Navy-Trained Dolphins Tapped for Rescue Mission

Fewer than 40 vaquita porpoises are left in the world
By Linda Hervieux,  Newser Staff
Posted Jul 3, 2017 10:33 AM CDT
Navy-Trained Dolphins Tapped for Rescue Mission
In this file photo, a female vaquita porpoise lies dead after getting entangled in a gill net in the Gulf of California.   (AP Photo/Omar Vidal, Proyecto Vaquita, File)

Your mission, dolphins, should you choose to accept it: Rescue a rare porpoise threatened with extinction. That's the assignment for a group of US Navy-trained dolphins that Mexican officials hope will save the endangered vaquita, the BBC reports. The plan is for the dolphins to find the pint-size porpoises, who are known for their smirks, and herd them to safety at a marine refuge. At only 55 inches long, the vaquitas, or "little cows," are the smallest and most threatened marine mammal, per the AP. There are fewer than 40 of them left in the world, which means in the Gulf of California, their only habitat. The dolphin mission is set to deploy in September.
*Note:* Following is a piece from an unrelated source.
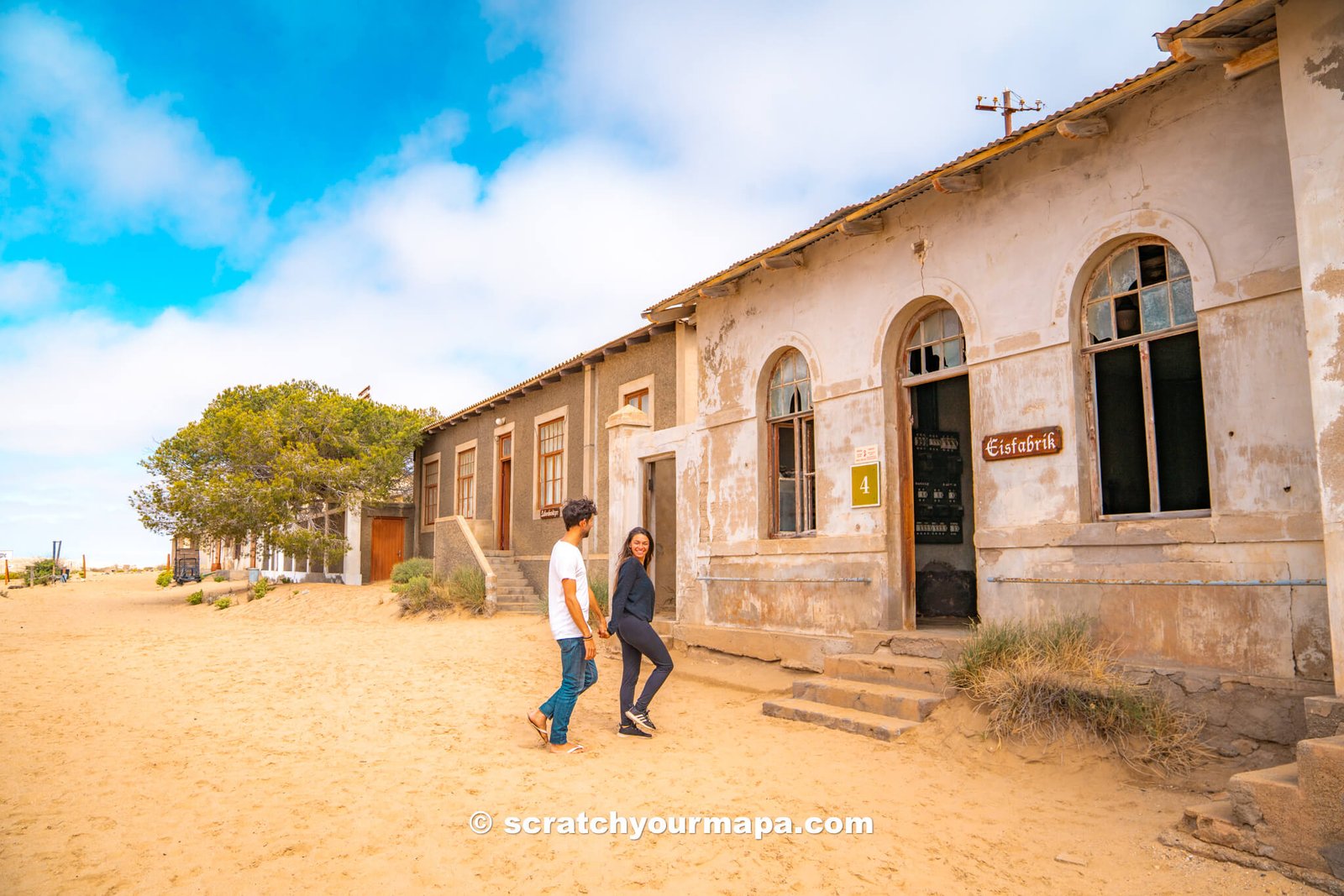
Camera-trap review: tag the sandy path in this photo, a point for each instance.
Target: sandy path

"We've spent the past year working alongside the US Navy with a group of dolphins they had trained to search for missing scuba divers," Mexico's environment minister tells Formula Radio, per the BBC. Now the dolphins are being retrained to hunt for vaquitas. In another bid to protect the porpoise, Mexico last week permanently banned fishing with gill nets—also called ghost nets, as they're nearly invisible to marine life, notes the AP—in the upper Gulf. The nets are used to catch fish such as the totoaba, valued in Chinese medicine for its bladder, by trapping their heads but not their bodies. Illegal use of the nets has drawn the condemnation of conservation groups and a foundation run by Leonardo DiCaprio, who tweeted the ban was "great news." Mexico is the first country to ban gill nets. (A totoaba bladder can fetch more than $4,000.)